This case illustrates the importance of re-assessment in the patient with an evolving neurologic complaint. Current guidelines from several organizations stress early administration of agents with significant morbidity and mortality risks. The pressure to meet therapeutic timelines exposes the clinician to confirmation bias, diagnostic momentum and anchoring.

Studies demonstrate that a decreasing interval of “door to needle” time, leads to an increase in the number of patients presenting with CVA mimics receiving thrombolysis. The benefits of early thrombolysis and the avoidance of misadministration can be realized only through careful patient re-assessment and thoughtful evaluation of the risks and benefits.

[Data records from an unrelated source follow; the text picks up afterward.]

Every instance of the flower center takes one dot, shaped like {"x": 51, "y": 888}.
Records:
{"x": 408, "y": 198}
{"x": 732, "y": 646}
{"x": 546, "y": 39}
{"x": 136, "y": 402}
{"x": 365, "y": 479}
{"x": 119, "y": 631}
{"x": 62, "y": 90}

37) Risk of Staying in Hospital

Y. Saito

Teine Keijinkai Hospital, Sapporo, Japan

Learning objectives:

  1. Recognize the difficulties of diagnosing in-hospital stroke

Case information:

A 68 year-old Japanese man was admitted to receive neoadjuvant chemotherapy for his hypopharynx cancer. His past medical history was remarkable for iron deficiency anemia and chronic numbness in both arms after a car accident 12 years ago. He had no allergies and his social and family histories were unremarkable.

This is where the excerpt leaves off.